Uma fé vivida assim, radicalmente, tem a coragem de retirar o “eu” do centro para colocar o “outro”, seja ele quem for. Ela procura dar visibilidade a esse outro para que ele seja respeitado e promovido. Não se ensoberbece nem busca as próprias razões. Pergunta-se pelas razões alheias; procura entendê-las e, ainda que não concorde, respeitá-las. Não se alegra com a dor alheia, nem a provoca e tampouco a estima. Uma fé dessa qualidade torna o sujeito aberto, jamais fechado; transparente e não incomunicável. Alguém que a acolhe está sempre de braços levantados para o alto e para o lado. Pede, mas não apenas para si, senão, especialmente pelos outros.

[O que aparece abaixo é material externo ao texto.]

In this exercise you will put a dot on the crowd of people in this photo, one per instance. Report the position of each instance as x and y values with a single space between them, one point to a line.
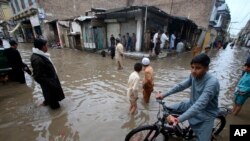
202 107
200 110
44 71
153 42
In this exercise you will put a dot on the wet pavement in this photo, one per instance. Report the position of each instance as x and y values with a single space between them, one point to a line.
96 105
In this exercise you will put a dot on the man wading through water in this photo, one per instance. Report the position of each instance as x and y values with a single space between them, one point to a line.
148 81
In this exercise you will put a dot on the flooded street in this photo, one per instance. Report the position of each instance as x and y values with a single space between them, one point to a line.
96 105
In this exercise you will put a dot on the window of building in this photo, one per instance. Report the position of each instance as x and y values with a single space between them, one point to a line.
30 2
13 8
23 4
17 6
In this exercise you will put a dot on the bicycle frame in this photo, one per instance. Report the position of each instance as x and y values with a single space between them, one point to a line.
165 128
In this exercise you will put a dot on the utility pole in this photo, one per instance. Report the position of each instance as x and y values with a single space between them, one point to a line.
171 7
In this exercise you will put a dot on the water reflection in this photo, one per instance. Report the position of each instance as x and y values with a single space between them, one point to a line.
96 105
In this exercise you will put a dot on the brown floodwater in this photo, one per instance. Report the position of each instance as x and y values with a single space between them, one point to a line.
96 105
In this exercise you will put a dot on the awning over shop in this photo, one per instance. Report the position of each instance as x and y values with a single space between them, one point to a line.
25 14
14 29
64 23
83 18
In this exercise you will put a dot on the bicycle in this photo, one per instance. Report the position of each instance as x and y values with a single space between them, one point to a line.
162 131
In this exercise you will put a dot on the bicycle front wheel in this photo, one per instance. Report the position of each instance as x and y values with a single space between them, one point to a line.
146 133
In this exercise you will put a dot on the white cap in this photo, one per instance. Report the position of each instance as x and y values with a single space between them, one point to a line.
145 61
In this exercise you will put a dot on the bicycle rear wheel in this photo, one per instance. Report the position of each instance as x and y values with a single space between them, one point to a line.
146 133
219 124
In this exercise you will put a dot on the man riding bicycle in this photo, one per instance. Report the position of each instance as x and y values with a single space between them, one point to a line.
202 107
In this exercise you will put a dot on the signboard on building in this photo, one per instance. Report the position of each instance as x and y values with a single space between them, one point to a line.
34 20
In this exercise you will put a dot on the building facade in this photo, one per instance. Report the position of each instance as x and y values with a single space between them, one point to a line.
219 21
244 35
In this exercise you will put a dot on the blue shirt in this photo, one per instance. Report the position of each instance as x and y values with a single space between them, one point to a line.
244 83
203 103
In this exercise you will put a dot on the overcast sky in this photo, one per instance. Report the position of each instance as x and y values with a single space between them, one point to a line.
240 13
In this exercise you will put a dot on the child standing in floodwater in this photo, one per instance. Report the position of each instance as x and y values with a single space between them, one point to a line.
243 89
133 87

Não por acaso, Abraão é tido como o “pai da fé”. Sua fé, além de leva-lo a  fiar inteiramente em Deus e encontrar nEle o absoluto da sua vida, acreditar piamente em Sua palavra, fez com ele se colocasse atento às necessidades de seus semelhantes. Por isso, Abraão era livre na presença de Deus e falava-lhe francamente: “Não leveis a mal, se ainda ouso falar ao meu Senhor, embora seja eu pó e cinza” (Gênesis 18,20-32). A experiência da fé autêntica nos testifica que Deus não concorre com o ser humano. Antes, escuta-o e se dispõe a ouvi-lo.

Abraão intercede por seis vezes ao Senhor por Sodoma e Gomorra, cidades muito conhecidas do mundo antigo especialmente pela quantidade dos crimes e pecados cometidos por seus habitantes. Ao tomar conhecimento da vontade de Deus em destruir tais cidades, o patriarca não se intimida: coloca-se na presença de Deus argumento que, talvez, haja ali algum justo. Talvez haja 50, 45, 40, 30, 20 ou 10 justos. A resposta de Deus vai ao encontro da intercessão de Abraão: “por causa desses, não destruirei Sodoma e Gomorra”. Porém, como atesta a história bíblica, não havia nem sequer 10 justos em toda a região as cidades foram, de fato, arrasadas pelo fogo.

Mas quais eram os pecados de Sodoma e Gomorra?

Após o retorno de Abraão do Egito, o relato bíblico menciona que os habitantes de Sodoma eram grandes pecadores contra Deus. Porém, isso não impediu uma coexistência pacífica entre os habitantes de Sodoma com o patriarca Abraão, e com o seu sobrinho, Ló.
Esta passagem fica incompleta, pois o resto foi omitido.